The dama gazelle is one of the world’s rarest and most endangered antelopes (IUCN Red List status: Critically Endangered). Formerly common across its grassland habitats of the Sahelian zone of Africa, it now only exists in a small handful of tiny, isolated populations in Niger and Chad. With overhunting by far the major cause for its demise, the Dama gazelle is also prone to encroachment of its preferred habitats by livestock development and agriculture, as well by severe drought and desertification. In all, there are probably no more than 300 Dama gazelles in the wild today. The Sahara Conservation Fund has been working to conserve the gazelle for several years and the need for more nonintrusive ways of monitoring the presence and distribution of this highly vulnerable species are urgently required to formulate viable management plans.
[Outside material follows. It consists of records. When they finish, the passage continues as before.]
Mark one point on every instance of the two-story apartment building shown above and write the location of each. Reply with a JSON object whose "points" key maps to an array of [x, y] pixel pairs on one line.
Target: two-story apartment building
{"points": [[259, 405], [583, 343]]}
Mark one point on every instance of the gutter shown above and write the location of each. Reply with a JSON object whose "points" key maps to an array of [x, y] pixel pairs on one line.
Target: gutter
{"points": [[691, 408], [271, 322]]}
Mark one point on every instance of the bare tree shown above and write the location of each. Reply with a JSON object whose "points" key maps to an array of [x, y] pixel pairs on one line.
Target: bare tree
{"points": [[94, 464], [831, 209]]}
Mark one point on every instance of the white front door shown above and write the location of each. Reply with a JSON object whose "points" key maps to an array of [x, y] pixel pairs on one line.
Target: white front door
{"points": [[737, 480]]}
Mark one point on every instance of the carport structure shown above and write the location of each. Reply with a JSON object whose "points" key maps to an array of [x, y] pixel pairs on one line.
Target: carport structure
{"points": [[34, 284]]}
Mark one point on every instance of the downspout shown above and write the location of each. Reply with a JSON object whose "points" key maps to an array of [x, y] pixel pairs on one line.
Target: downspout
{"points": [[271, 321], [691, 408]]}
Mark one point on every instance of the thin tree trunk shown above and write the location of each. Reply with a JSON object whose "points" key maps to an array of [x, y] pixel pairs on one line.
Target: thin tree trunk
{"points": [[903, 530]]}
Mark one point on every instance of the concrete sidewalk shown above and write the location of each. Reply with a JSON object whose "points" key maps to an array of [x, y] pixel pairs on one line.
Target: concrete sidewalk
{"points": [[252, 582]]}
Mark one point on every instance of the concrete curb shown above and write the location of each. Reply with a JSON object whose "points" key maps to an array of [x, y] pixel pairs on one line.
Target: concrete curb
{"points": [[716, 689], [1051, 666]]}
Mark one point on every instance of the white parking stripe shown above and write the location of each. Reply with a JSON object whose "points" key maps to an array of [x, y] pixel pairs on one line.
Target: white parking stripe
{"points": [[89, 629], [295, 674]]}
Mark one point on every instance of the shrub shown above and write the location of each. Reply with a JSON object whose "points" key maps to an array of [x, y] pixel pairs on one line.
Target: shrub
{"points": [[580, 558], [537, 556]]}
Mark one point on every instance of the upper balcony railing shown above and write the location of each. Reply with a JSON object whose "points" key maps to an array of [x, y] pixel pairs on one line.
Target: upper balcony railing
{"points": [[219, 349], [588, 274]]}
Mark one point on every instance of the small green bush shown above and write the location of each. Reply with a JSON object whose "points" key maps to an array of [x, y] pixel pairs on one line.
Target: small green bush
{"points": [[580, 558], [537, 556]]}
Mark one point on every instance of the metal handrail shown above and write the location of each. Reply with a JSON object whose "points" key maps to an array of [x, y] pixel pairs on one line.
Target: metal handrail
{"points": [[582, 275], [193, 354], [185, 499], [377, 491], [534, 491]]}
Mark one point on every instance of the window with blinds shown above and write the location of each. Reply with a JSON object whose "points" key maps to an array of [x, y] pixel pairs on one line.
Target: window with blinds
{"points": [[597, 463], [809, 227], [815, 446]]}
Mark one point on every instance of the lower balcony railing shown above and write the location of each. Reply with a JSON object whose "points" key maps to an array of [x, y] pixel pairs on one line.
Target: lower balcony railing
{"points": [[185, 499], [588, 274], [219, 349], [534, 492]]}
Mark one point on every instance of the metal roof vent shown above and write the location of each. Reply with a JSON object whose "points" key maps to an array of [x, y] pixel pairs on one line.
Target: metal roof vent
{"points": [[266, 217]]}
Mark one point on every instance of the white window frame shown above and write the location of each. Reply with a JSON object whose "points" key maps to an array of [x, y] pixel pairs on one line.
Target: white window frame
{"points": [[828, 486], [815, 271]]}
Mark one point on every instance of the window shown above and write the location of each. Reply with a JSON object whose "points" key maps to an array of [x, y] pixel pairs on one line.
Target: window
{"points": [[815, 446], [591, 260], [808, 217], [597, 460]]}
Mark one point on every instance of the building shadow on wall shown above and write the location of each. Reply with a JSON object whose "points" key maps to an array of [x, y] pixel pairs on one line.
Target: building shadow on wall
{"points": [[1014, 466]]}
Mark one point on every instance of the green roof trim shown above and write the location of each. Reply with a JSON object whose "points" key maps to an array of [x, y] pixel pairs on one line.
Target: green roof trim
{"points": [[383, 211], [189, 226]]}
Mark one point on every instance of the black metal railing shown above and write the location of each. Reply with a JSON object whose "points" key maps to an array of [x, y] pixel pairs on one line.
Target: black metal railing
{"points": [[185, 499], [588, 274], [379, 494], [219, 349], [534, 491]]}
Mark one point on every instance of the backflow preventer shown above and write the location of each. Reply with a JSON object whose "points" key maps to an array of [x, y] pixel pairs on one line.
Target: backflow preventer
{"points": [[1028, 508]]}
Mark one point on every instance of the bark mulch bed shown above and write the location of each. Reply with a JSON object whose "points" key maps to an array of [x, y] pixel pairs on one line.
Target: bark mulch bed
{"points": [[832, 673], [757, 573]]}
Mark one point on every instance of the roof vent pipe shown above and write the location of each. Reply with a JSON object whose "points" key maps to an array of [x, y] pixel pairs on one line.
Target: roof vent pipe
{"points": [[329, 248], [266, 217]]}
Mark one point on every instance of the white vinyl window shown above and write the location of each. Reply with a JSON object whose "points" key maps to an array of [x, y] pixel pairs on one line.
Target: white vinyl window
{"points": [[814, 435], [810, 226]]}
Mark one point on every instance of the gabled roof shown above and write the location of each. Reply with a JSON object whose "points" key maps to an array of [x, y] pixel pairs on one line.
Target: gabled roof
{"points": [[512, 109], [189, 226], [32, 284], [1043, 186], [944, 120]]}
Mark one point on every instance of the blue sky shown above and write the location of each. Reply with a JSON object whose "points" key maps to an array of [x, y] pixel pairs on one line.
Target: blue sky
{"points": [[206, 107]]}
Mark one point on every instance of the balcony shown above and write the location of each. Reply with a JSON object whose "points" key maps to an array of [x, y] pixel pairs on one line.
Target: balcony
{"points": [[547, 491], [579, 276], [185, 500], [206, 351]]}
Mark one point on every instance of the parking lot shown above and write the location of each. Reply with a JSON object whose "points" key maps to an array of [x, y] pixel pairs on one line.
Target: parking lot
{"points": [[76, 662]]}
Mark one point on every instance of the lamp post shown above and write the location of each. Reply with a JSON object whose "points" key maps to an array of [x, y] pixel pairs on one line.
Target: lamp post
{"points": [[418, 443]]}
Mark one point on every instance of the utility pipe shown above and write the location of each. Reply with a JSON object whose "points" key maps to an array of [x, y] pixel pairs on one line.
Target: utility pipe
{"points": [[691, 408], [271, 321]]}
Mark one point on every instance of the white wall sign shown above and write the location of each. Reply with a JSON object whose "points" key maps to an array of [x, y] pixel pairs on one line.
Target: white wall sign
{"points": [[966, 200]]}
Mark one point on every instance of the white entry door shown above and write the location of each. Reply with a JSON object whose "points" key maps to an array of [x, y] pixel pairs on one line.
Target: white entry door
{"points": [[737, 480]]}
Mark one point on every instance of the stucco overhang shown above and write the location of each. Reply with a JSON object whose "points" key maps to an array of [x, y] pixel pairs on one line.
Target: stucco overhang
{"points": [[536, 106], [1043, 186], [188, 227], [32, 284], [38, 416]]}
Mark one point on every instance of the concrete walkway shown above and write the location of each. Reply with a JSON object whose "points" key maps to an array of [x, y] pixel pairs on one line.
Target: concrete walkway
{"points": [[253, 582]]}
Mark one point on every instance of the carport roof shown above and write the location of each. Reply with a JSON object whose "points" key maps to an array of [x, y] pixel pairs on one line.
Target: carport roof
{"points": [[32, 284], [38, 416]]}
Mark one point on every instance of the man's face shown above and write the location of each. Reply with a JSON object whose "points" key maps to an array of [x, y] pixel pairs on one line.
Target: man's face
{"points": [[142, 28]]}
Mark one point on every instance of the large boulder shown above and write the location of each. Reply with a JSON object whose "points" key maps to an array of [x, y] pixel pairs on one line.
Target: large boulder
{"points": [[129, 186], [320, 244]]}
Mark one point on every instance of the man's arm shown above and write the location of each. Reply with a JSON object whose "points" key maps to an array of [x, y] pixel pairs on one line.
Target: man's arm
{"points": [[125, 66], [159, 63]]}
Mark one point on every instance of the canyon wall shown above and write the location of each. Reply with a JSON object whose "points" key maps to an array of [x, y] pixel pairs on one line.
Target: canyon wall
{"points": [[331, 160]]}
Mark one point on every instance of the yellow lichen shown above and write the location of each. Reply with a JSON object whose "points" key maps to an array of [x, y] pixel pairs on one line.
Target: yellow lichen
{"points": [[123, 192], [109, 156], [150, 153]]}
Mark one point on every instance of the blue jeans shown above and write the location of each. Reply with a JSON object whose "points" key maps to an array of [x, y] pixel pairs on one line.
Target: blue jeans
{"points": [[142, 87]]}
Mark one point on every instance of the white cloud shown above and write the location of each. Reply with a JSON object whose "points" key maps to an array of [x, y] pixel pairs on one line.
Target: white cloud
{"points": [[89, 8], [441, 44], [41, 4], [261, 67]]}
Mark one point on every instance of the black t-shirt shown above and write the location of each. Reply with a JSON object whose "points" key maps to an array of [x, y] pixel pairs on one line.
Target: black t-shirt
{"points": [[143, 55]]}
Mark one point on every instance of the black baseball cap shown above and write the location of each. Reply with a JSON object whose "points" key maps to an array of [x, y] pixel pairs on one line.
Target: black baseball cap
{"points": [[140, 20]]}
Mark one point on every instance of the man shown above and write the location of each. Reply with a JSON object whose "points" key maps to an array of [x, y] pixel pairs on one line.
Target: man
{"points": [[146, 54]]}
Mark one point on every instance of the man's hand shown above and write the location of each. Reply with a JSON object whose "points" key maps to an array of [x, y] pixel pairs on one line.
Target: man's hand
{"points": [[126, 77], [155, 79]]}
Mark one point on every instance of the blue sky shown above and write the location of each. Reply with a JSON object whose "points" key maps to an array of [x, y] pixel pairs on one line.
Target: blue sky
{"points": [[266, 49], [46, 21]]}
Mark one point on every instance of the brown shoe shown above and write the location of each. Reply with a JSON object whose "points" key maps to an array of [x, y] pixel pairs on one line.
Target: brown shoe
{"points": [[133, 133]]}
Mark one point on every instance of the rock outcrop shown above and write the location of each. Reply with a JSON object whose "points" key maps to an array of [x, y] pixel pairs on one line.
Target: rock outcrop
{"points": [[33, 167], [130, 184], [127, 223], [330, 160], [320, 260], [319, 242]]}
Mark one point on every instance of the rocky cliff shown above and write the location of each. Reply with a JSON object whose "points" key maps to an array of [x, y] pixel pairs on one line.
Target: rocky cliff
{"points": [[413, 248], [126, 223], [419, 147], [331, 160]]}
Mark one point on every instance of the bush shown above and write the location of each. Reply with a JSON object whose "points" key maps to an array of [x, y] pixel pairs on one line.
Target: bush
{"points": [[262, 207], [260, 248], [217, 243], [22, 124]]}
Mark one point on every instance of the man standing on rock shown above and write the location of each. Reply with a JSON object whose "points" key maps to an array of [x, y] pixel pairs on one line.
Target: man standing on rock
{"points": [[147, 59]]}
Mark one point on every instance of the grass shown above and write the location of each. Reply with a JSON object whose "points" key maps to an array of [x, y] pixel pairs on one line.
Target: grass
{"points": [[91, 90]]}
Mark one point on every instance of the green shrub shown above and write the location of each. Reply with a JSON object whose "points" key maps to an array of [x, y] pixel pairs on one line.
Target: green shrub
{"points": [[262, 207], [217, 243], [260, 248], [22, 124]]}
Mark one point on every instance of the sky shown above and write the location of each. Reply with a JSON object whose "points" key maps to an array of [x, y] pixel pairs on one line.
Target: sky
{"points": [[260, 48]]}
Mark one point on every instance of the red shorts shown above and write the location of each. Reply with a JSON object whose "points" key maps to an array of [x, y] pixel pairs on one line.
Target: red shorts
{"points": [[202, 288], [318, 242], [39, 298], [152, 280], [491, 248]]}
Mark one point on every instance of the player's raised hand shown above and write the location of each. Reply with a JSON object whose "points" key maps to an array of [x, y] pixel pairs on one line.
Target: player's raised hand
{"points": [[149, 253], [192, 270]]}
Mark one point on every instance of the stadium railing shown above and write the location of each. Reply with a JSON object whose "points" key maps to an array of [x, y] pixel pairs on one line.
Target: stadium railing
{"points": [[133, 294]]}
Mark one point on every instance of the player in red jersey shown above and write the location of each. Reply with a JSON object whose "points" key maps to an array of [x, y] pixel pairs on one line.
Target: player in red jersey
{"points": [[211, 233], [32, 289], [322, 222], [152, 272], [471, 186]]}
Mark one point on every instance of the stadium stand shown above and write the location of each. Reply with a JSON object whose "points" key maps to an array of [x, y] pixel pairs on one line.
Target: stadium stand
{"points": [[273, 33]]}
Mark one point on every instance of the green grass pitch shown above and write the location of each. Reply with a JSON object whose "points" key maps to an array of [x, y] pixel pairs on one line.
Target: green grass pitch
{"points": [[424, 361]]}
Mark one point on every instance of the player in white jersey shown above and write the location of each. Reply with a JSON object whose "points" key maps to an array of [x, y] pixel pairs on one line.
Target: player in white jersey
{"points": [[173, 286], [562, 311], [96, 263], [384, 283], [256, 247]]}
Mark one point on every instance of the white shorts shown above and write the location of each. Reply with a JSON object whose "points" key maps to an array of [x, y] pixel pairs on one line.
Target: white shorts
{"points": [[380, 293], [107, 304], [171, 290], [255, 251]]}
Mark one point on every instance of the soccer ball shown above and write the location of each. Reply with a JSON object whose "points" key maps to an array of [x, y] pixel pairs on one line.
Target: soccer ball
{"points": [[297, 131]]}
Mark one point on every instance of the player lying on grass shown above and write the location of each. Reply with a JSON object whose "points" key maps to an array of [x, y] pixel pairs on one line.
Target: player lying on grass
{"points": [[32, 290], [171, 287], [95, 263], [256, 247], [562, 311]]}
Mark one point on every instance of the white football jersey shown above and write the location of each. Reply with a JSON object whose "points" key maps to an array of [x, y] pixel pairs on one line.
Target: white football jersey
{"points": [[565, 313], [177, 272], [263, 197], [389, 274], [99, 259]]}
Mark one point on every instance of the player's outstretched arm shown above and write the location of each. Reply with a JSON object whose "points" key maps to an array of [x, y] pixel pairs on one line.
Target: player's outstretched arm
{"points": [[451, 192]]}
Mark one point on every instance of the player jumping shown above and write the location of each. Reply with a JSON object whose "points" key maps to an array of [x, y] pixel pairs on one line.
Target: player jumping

In 2010, the Mohammed bin Zayed Species Conservation Fund generously awarded SCF $26,200 for the purchase and deployment of a grid of camera traps to help monitor and manage a significant population of the dama gazelle in Niger’s newly created Termit and Tin Toumma National Nature Reserve.

Hunters from the local population of Toubou pastoralists have been the gazelles’ main threat, with animals being shot opportunistically in ones and twos. Work with the herders and their leaders are, however, having a positive impact. Recognizing the value of working closely with the local people to conserve the gazelle, the Saint Louis Zoo WildCare Institute recently donated $10,000 to employ community game guards with a Dama gazelle-specific mandate to work with the local community. The two guards were recruited from among the local Toubou people to help SCF in its efforts to raise awareness locally about the plight of the Dama gazelle and serve as both ambassadors and protectors for the dama conservation effort. The guards provide a vital link between SCF and the local people and their activities include assisting in the installation and maintenance of the camera trap grids.